‘Victory’ for Clive Palmer in Queensland Nickel verdict
Liquidators of Queensland Nickel have lost their bid to claw back more than $100m for creditors from Clive Palmer’s Mineralogy.
Liquidators of Queensland Nickel have lost their bid to claw back more than $100m for creditors from Clive Palmer’s flagship company Mineralogy.
Supreme Court judge Debra Mullins found QNI, which managed Mr Palmer’s nickel refinery and had given money to Mineralogy, had done so on behalf of its joint venture owners.
The judge, who handed down her findings from last year’s trial in Brisbane on Wednesday, found that the company was insolvent at least five days before it went into voluntary administration.
The nickel and cobalt refinery in Townsville collapsed in January 2016, leaving 800 people jobless and creditors chasing hundreds of millions of dollars.
Justice Mullins found that two transactions entered into by QNI with two Palmer-owned entities five days before the appointment of administrators were uncommercial and voidable. The transactions, worth $135m, with Galilee Basin mining operations Waratah Coal and China First effectively put them ahead of other creditors.
In ordering the transactions voidable, Justice Mullins said the matter would return to court to determine whether any relief should be ordered.
In a statement released after the judgment was delivered, Mr Palmer claimed victory and said the general purpose liquidators — FTI Consulting — would not be getting the money they were chasing to pay back their funder, Vannin Capital.
“It’s clear all payments from Queensland Nickel have been paid properly for the purpose of that business,” Mr Palmer said.
He said he would consider launching a “$50m” legal case against the liquidators. The liquidators said they were “reviewing the matter and considering their response to the judgment”.
The bulk of QNI’s creditors, including taxpayers who funded a $70m entitlement guarantee scheme, were paid out last year when Mr Palmer settled claims made by the government-appointed special purpose liquidator for about $90m.
The general purpose liquidator continued to press its claim, hoping to recoup $102m transferred to Mineralogy via forgiven loans.
Justice Mullins found the common practice of QNI paying money from its bank accounts to cover Mineralogy’s expenses was done on behalf of the joint venture partners, and not a loan from QNI. She said the practice was a “tax-effective” way to disburse the funds of the joint venture partners “to a company with the same ultimate owner”.

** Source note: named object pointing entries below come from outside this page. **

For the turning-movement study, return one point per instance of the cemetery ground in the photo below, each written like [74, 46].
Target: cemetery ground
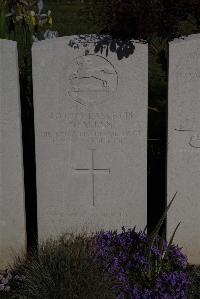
[106, 264]
[101, 266]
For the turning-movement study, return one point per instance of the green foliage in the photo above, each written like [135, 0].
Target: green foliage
[62, 269]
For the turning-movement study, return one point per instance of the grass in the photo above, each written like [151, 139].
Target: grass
[62, 269]
[69, 18]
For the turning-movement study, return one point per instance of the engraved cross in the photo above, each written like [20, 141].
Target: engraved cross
[92, 171]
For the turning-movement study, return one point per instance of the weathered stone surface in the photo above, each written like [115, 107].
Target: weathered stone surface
[91, 137]
[12, 208]
[184, 143]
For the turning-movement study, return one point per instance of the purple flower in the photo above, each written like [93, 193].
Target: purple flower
[125, 257]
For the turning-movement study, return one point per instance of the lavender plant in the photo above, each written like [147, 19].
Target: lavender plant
[124, 256]
[143, 266]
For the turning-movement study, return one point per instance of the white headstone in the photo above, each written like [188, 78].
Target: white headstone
[12, 208]
[184, 143]
[91, 137]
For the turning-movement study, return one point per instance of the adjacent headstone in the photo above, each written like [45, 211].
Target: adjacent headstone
[91, 137]
[12, 208]
[184, 143]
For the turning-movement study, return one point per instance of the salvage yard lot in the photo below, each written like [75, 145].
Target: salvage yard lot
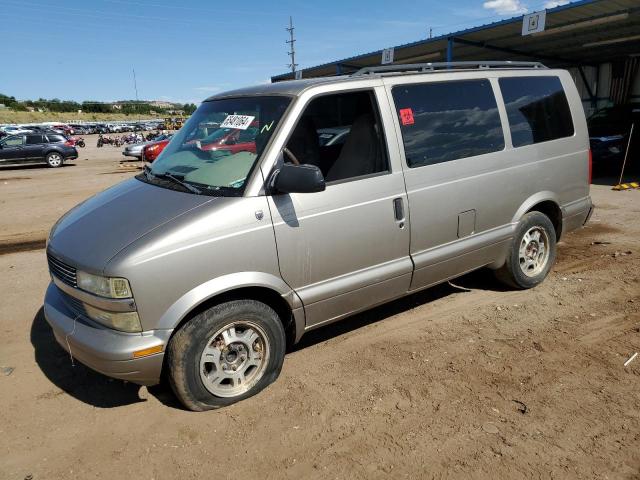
[462, 380]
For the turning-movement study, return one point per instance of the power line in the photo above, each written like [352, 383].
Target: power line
[292, 50]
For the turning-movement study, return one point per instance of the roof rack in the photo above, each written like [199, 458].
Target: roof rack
[432, 67]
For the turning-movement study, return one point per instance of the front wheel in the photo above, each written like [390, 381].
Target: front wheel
[532, 253]
[54, 160]
[226, 354]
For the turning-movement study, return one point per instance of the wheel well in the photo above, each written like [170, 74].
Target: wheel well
[553, 212]
[261, 294]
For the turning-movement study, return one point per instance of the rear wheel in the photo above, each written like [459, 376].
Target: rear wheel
[226, 354]
[54, 159]
[532, 253]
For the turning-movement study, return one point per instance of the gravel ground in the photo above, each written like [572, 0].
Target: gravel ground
[464, 380]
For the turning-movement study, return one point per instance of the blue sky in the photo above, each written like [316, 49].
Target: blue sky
[185, 51]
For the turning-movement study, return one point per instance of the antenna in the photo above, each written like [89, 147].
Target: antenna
[292, 50]
[135, 83]
[135, 86]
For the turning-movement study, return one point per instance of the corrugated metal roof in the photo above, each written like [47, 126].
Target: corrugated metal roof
[574, 35]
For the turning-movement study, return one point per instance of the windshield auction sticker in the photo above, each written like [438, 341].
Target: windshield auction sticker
[241, 122]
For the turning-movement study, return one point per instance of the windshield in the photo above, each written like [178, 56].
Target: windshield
[220, 168]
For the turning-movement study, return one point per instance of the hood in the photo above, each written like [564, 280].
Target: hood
[89, 235]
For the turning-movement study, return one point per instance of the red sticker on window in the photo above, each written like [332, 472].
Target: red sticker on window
[406, 115]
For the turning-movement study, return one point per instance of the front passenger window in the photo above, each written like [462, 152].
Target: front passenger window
[341, 134]
[14, 141]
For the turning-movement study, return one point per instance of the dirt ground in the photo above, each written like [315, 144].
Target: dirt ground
[465, 380]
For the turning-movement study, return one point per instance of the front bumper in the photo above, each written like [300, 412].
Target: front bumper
[104, 350]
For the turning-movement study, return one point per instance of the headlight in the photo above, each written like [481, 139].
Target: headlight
[123, 321]
[104, 286]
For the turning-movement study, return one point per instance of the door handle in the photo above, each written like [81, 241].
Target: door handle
[398, 211]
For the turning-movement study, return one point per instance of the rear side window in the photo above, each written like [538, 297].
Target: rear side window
[537, 108]
[56, 138]
[34, 139]
[446, 121]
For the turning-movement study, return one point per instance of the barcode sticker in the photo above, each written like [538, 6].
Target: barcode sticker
[240, 122]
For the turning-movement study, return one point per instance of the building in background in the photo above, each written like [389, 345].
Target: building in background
[598, 41]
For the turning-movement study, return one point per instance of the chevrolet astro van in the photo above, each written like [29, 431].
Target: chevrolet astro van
[206, 266]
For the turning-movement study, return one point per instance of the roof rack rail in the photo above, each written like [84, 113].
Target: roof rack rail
[432, 67]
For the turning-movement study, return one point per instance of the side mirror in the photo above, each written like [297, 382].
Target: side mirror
[297, 179]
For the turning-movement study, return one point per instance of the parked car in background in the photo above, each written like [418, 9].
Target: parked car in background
[150, 152]
[135, 150]
[65, 129]
[79, 129]
[231, 140]
[15, 130]
[50, 148]
[609, 130]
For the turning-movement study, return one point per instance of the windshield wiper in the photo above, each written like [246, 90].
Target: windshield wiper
[173, 178]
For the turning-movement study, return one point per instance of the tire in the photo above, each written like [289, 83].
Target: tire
[54, 159]
[210, 367]
[528, 264]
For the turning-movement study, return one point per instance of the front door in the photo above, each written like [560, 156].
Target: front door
[12, 149]
[34, 148]
[347, 248]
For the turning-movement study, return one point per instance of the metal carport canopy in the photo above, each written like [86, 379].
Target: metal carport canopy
[586, 32]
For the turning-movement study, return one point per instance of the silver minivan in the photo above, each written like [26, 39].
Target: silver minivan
[207, 265]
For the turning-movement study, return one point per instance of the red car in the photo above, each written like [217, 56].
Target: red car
[150, 152]
[231, 140]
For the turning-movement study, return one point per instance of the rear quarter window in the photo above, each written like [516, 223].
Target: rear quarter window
[537, 109]
[444, 121]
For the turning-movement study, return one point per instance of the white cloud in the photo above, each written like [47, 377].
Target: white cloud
[506, 7]
[555, 3]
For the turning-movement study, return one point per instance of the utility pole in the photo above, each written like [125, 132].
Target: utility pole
[135, 86]
[292, 50]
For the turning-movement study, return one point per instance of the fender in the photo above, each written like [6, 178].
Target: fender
[544, 196]
[181, 307]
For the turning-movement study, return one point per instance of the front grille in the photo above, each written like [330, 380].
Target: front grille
[62, 271]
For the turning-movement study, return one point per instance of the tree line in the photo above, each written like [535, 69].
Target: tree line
[57, 105]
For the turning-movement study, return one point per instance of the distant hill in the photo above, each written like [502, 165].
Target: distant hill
[127, 107]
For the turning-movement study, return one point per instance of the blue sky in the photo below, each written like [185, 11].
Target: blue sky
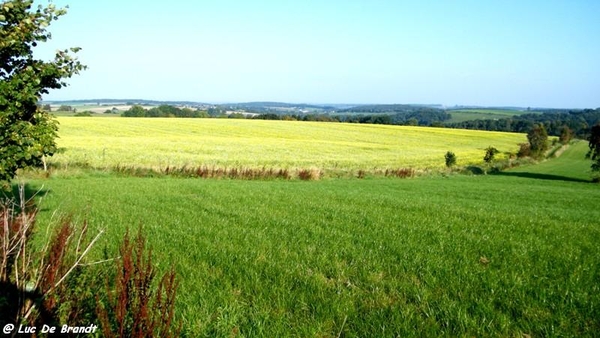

The judge’s dismissal of the claim could render moot her decision that the Waratah Coal and China First transactions were void. The China First transaction, entered into five days before administrators were appointed, was a share subscription agreement for two billion shares in the coalmine project for $135m, payable from December 31, 2017.
When QNI went into voluntary administration, China First became a creditor for $135m.
The second transaction was a $US100m security deed with Waratah Coal.
Mr Palmer’s companies claimed the transactions were commercially beneficial to QNI because they could be used as security to borrow money to satisfy companies chasing QNI for debt.
During the trial, an expert witness for the liquidators said the China First shares at the time had no market value. Mr Palmer’s companies claimed the transactions were done in a late effort to allay rail freight company Aurizon, which gave QNI until January 18 to pay $28m. Aurizon ultimately rejected the security offered by the mining tenements.